The final part of this build was to make the enclosures. For this portion I chose to use 0.08" Kydex. Kydex is an awesome material and is extremely strong. I got these sheets from Amazon and additionally chose to purchase a Porter Cable heatgun that was essential in completing these enclosures.
https://www.amazon.com/gp/product/B004Q04X44/ref=ppx_yo_dt_b_detailpage_o00_s01?ie=UTF8&psc=1
https://www.amazon.com/Plastics-2000-KYDEX-Sheet-0-080/dp/B077S64M76/ref=sr_1_1?ie=UTF8&qid=1545450889&sr=8-1&keywords=Plastics+2000+-+KYDEX+Sheet+-+0.080"+Thick%2C+Black%2C+12"+x+12"%2C+2+PACK
Got two packs of these Kydex sheets. I used paper on the longboard to trace out the approximate size for the battery pack enclosure, leaving room to mount the loop key connector and the charging port towards the bottom. I then measured these and approximated how tall I thought it would need to be. These sizes turned out to work great. I used two sheets for the battery enclosure.
After quite some work, I had a mold made for the front enclosure. I used some planks of wood that I got from the Home Depot scrap pile for free. I used a wood base on the front angled part and then some cardboard for the top. I had heard that cardboard can compress quite a bit when making these but I figured the two sheets for the additional thickness on top would be alright.
I glued these together with hot glue, but if I had more time I would have used wood glue instead. When I was gluing it I placed it on the board to make sure I got the curves correctly.
in a similar fashion, I made the mold for the back enclosure. I used a circular saw and a backsaw with a cutting box to do all of the woodwork for this. Additionally, a harsh rasp was very useful for shaping both the Kydex outline and the angles on the wood.
After creating the molds for the front and back, unlike most people who make Kydex enclosures, I was not able to find any strong foam that I could use to push down the Kydex, so I made cardboard positives. Here is the mold for the rear enclosure and its cardboard positive, along with the front mold positive.
These positives are all layered several layers thick in order to have enough strength to stretch the Kydex over the molds.
Moving on to the actual difficult part. I used a normal kitchen oven to heat up the Kydex sheets on a piece of cardboard. I set the oven to 350 degrees F on convection to heat it up and then changed it to normal bake mode when I set the plastic in so the fan wouldn’t unevenly heat it. Sidenote, the plastic gives a faint smell but it dissipates pretty fast and does not stay in the oven. It took about 7 mins to get the plastic to its soft state. The first one I did was the rear enclosure. This proved to be the hardest one by far, due to all of the angles on it. Looking at it again, going with larger angles and less of them would have made it easier, but I am still pretty happy with the end result. I was worried about one sheet being able to cover the entire rear enclosure, so I estimated and decided to turn it 90 degrees to press it on. The wooden mold is glued down to the paper, and the paper is taped to the board so we could push it in different directions.

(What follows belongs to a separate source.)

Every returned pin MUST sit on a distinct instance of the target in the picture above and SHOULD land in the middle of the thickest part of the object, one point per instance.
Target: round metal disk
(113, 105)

After the first press, there were lots of ripples in the Kydex, seems pretty unavoidable with a shape like this.
At this point, I switched to using the heat gun to heat up parts of the enclosure that were rippled and pressed out the ripples with some scrap pieces of wood that we had from making the molds. This process was incredibly time consuming and probably took 2.5 hrs to make this rear enclosure with 2 people working.
Moving on to the front enclosure, I started with the smaller piece, which would be covering the rearmost part of the battery pack. The first press went pretty well, however, this time I heated the plastic 3 seperate times in the oven to start working the shape into it.
After fixing up the rearmost part of the front enclosure with the heat gun and wood scraps, I then pressed the next piece of Kydex over it. The first press looked like it went pretty well, and it actually was pretty decent. This was probably due to the long straight edges and the fact that the front part with the angles was not nearly as tall as the octogonal back enclosure.
Fixing the front did not take as long but since there were two pieces, it still took about 2 hours to complete.
After all the arduous labor, the two enclosures were finally done and looking pretty great.
The final things to do were to cut out the hole for the battery meter, the charging port and loop key, and the holes for the motor wires in the rear enclosure.
After cleaning up the edges with tinsnips and a rasp, I applied some weather stripping around the edges of all the enclosures.
Front enclosure turned out amazing. I used #8 screws in attach it to the board, and heavily padded the batteries on all sides with weather stripping. The battery meter is heavily glued in.
Taped the VESCS together with fiber tape and padded the enclosure with weather stripping
I simply let the wires that travel from the front enclosure to the back enclosure go under the weather stripping and that worked out fine.